Perché? Non necessariamente, è una cosa che attraversa tutti i discorsi in modi differenti …
Intervento: deve richiamare l’attenzione dell’altro ciascun discorso …
In modi differenti: il discorso ossessivo attira l’attenzione sottraendosi, il discorso isterico mostrandosi, il discorso paranoico imponendosi. Eleonora, fai un riassunto poche parole l’essenza della questione …
Intervento: ciò che funziona è …
Se hai bisogno di essere vezzeggiata questo è funzione del riscatto e allora è il riscatto che interessa quindi occorre ricondurre ciascuna cosa a quello che è, cioè atti linguistici, nient’altro che atti linguistici, sequenze di proposizioni, quante volte l’abbiamo detto, non c’è nient’altro che questo, sequenze di proposizioni. Per esempio un film digitale di fatto non è fatto da nient’altro che da sequenze di caratteri macchina e se uno si scorre tutti i caratteri macchina non è che sia così divertente, però messi insieme in un certo modo producono storie, racconti, musiche, evocano scene, producono emozioni, ma in realtà sono caratteri macchina, nient’altro che questo, l’analista è colui che non può non sapere in ciascun istante che si tratta di caratteri macchina, per seguire questo esempio, mentre la persona invece immagina che ciò che vede nel film sia tutto ciò che c’è non ci sia nient’altro, quindi vive di queste cose ma senza sapere assolutamente di che cosa sono fatte …

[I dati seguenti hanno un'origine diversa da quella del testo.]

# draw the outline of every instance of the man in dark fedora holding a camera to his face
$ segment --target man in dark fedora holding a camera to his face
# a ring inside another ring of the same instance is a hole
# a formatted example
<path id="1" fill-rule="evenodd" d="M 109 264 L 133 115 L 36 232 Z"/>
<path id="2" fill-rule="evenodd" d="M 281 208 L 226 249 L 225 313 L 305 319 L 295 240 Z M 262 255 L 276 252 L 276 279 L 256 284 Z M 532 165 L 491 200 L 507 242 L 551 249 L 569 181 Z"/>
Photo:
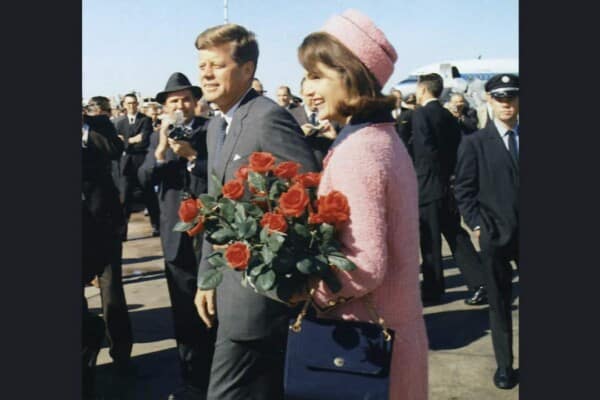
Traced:
<path id="1" fill-rule="evenodd" d="M 160 239 L 165 257 L 165 275 L 171 299 L 175 340 L 179 351 L 183 387 L 170 400 L 204 399 L 208 387 L 214 348 L 214 329 L 200 320 L 194 306 L 201 238 L 174 232 L 183 193 L 199 195 L 207 189 L 206 126 L 208 119 L 194 116 L 202 91 L 192 86 L 179 72 L 172 74 L 165 90 L 156 95 L 171 120 L 175 112 L 183 113 L 187 139 L 168 138 L 168 120 L 158 135 L 153 135 L 150 149 L 139 171 L 144 183 L 158 185 L 160 202 Z"/>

Intervento: infatti la questione dei famosi filmini di cui parliamo ogni tanto, non ha mai destato un grande interesse, come può essere che la persona si proietti, riveda l’innamorato? tutte le cose che ha fatto o che vorrebbe fare con lui … considera soltanto la malattia per esempio nella depressione, non tutti quei filmini che la persona si proietta, che il suo pensiero effettivamente costruisce come un digitale, come il prodotto di 0/1 falso vero … le immagini, i film sono tutti prodotti dal pensiero, dall’automatismo che c’è nel pensiero … secondo me Freud inventando la psicanalisi proprio con le isteriche, in cui i filmini sono il teatro personale delle persone, Freud si è accorto del pensiero che produce queste immagini, queste scene, non è riuscito ad arrivare al linguaggio come invece siamo riusciti noi dando delle risposte ben precise a tutto questo però direi che l’interesse principale per esempio per Freud che ha inventato proprio sulle isteriche, su Anna O. per esempio, tutte quelle conversioni psichiche, somatiche per cui un certo sintomo …

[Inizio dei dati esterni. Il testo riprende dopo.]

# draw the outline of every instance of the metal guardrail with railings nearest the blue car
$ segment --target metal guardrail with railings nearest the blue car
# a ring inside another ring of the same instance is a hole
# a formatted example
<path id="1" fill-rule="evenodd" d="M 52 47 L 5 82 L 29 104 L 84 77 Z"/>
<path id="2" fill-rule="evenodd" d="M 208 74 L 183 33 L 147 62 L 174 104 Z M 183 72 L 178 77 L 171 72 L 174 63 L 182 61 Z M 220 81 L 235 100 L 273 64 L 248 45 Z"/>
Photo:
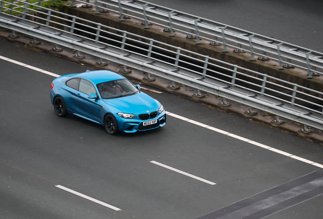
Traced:
<path id="1" fill-rule="evenodd" d="M 83 58 L 83 52 L 145 71 L 148 81 L 154 75 L 170 80 L 170 88 L 176 89 L 177 82 L 196 88 L 197 95 L 204 91 L 220 96 L 222 105 L 230 99 L 249 106 L 248 113 L 254 107 L 323 130 L 321 92 L 47 8 L 24 10 L 19 16 L 5 14 L 3 2 L 0 26 L 33 36 L 31 43 L 45 40 L 56 44 L 57 51 L 57 45 L 77 50 L 77 58 Z"/>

Arriviamo alla questione …
Intervento: lui negli “Studi sull’isteria” per esempio diceva che era arrivato ad intendere delle questioni che nessuno mai aveva immaginato potessero esistere, però s’è fermato all’inconscio, si è fermato a quello che sappiamo essere i tic della sua teoria perché non è riuscito ad andare oltre, non è arrivato al linguaggio che rende conto per esempio dei filmini dell’isteria oppure della paranoia riuscendo proprio a portare all’estremo quella che è una struttura di pensiero che interroga tutte le questioni siamo riusciti a intendere e a costruire o … se non c’è, come diceva lei prima, questo lavoro per cui il linguaggio diventa sempre più importante, si arriva, si costruisce una scena e si dice che questa è la causa di tutti i mali però non si può andare assolutamente oltre.
No, certo. Va bene, ci vedremo martedì sera in libreria.